Histoire - Gravée dans la pierre

Depuis toujours, l’homme a utilisé la pierre comme témoin de son passage. Peintures, inscriptions, gravures... Ces traces du passé sont disséminées au cœur du bâti, au détour d’une rue ou d’une impasse. Parfois considérés comme des dégradations, les graffiti ont fini par se révéler de véritables témoignages historiques...

Stigmates du passé

Quand on pense « graffiti historiques », on pense immédiatement aux édifices religieux. À juste titre ! À Bayeux comme ailleurs, ces bâtiments parmi les plus anciens recèlent de véritables pépites. La Cathédrale notamment, avec sa pierre de Caen si tendre et facile à sculpter, conserve en son sein les marques des passages successifs de nombreux artisans : maçons, horlogers, organistes, sonneurs de cloche ont ainsi immortalisé leur venue.

Trois-mâts gravé dans la pierre - Cathédrale de Bayeux © Ville de Bayeux

Si jusqu’au XVIIe siècle, les dessins – bateaux, châteaux, soldats, rosaces... – priment, les textes deviennent par la suite plus nombreux. Comme cette inscription d’horlogers : « JEHAN ET I CARREL, RICHARD LE DANOYS FILZ DE OGIER LE DANOYS, ORLOGIERS EN CESTE EGLISE ». Au XVIIe siècle, Jean et Richard devaient entretenir et régler les mécanismes du carillon, abrités dans la tour centrale.

Graffiti probablement réalisé par des horlogers (XVIIe siècle) - Tour centrale de la Cathédrale de Bayeux © Ville de Bayeux

Dans la tour sud, c’est un dessin de l’ancienne porte arborée de la rue Saint-Loup qui est représentée (actuelle place au Bois). Détruite peu avant la Révolution, elle devait être visible de son auteur qui, sans le savoir, a laissé la seule représentation actuellement connue de la façade nord de cet élément du mur d’enceinte médiévale.

Graffiti de la façade nord de l'ancienne porte arborée de la rue Saint-Loup - Cathédrale de Bayeux © Ville de Bayeux

Empreinte indélébile

Souvent dissimulés dans les parties inaccessibles au public, les graffiti sont moins nombreux à l’extérieur... Mais il y en a ! Le plus insolite se trouve peut-être en face de l’impasse Prudhomme, rue Lambert Leforestier. À environ 2,50 mètres de hauteur, sur le contrefort de la Cathédrale, une inscription en latin est encore visible. En voici la traduction : « Le quatrième jour de Pâques, nous, membres du clergé, avons enterré la vieille qui repose ici, et nous sommes plus mécontents d’avoir perdu ce jour de réjouissances que si cent vieilles semblables étaient mortes ». Datées du 24 avril 1116, ces quelques lignes font référence au décès d’Isabelle de Douvres, la soeur de Richard, alors évêque de Bayeux.
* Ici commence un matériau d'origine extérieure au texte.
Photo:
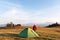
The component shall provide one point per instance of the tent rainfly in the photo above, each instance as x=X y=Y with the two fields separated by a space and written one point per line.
x=28 y=33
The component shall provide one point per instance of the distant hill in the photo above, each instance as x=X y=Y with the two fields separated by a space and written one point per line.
x=54 y=25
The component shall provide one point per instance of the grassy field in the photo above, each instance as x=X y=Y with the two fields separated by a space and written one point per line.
x=44 y=33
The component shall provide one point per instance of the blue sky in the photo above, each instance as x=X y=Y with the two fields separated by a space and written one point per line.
x=29 y=11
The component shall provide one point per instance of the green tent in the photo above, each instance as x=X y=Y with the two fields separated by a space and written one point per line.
x=28 y=33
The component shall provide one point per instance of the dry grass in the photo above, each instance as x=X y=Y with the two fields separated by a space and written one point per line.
x=44 y=33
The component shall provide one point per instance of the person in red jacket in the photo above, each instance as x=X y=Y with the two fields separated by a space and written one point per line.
x=34 y=28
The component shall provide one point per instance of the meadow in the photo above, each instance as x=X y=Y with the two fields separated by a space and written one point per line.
x=44 y=34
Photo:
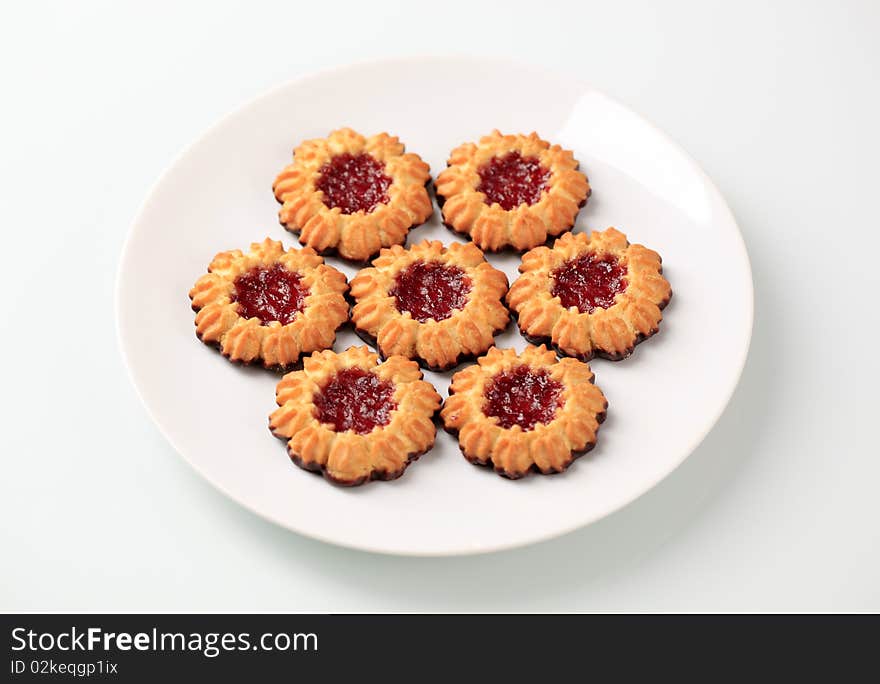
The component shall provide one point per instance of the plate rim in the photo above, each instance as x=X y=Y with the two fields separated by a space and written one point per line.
x=125 y=256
Les chanoines de la Cathédrale, en plus de graver à jamais leur mécontentement, ont laissé un indice quant à la présence d’un cimetière au pied de la tour Sud.

Graffiti en latin - Contrefort de la Cathédrale de Bayeux © Ville de Bayeux

Marqueurs contemporains

Bien que plus récentes, d’autres inscriptions fournissent des indications sur le passé de Bayeux. Les façades regorgent notamment de surprises picturales. En levant les yeux rue de la Chaîne, on peut apercevoir les restes de l’indication « Café au 1er ».

Restes d'inscription, rue de la Chaîne à Bayeux © Ville de Bayeux

Rue Tardif, c’est l’histoire du garage Maingot qui transparait.

Restes d'inscription, rue Tardif à Bayeux © Ville de Bayeux

Légende

Un peu plus loin, place au Bois, l’ancien café du Tramway a laissé sa marque sur la façade de l’actuelle supérette et d’anciennes publicités se devinent encore au-dessus du salon de coiffure : « stalles à l’année, écuries, hôtels... ».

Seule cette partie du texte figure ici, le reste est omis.